Keyhole-AwareTarget Site Selection forKinetic Impact Missions to Near-Earth Asteroids

We introduce a new method for selecting kinetic impactor target sites on near-Earth asteroids. Most asteroids that possess a significant impact risk with Earth admit multiple impacting trajectories. Uncontrolled deflection of such asteroids might dismiss the immediate impact risk but can also push the asteroid into a `keyhole', which would lead to a future impact. Our method maps potential outcomes of a kinetic impactor mission to the surface of the asteroid, allowing us to identify the optimal target site and rotation phase that minimizes the risk of pushing the asteroid off the Earth and into a keyhole. In this work, we illustrate this process using the keyholes for asteroid (101955) Bennu. We map the Bennu keyholes onto shape models of various asteroids to demonstrate the influence of shapes on the deflection outcomes.

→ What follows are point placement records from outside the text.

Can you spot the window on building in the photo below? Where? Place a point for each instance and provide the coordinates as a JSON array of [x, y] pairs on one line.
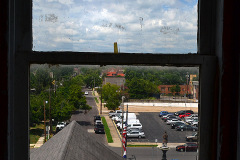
[[23, 53]]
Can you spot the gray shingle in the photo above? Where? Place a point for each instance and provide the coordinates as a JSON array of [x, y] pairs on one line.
[[73, 142]]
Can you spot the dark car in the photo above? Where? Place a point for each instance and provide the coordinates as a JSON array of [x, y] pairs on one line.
[[188, 147], [166, 116], [174, 125], [185, 127], [163, 113], [99, 128], [169, 117], [183, 112], [96, 118]]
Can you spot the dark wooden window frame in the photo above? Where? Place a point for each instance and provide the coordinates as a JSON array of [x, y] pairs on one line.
[[21, 57]]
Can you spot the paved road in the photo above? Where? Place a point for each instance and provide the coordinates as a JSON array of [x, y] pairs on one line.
[[154, 128], [148, 153], [86, 119]]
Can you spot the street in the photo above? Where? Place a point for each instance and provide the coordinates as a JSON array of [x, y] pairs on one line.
[[153, 127]]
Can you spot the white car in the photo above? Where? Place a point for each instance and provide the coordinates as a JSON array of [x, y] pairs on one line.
[[98, 122], [135, 133], [60, 126], [134, 125], [172, 121]]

By computing the per-facet impact probability for different shapes, we can assess the dependence of the optimal target site on the asteroid's shape and spin state. Our results indicate that an optimal kinetic impact mission must take the spin state and shape of the target asteroid into account to minimize post-deflection impact risk. We also assess the effect of varying the targeting uncertainty of the kinetic impactor spacecraft in anticipation of future improvements. This work provides a framework for selecting optimal timing and target locations for kinetic impact missions at near-Earth asteroids, which can be used by mission designers to inform future asteroid impact hazard mitigation efforts.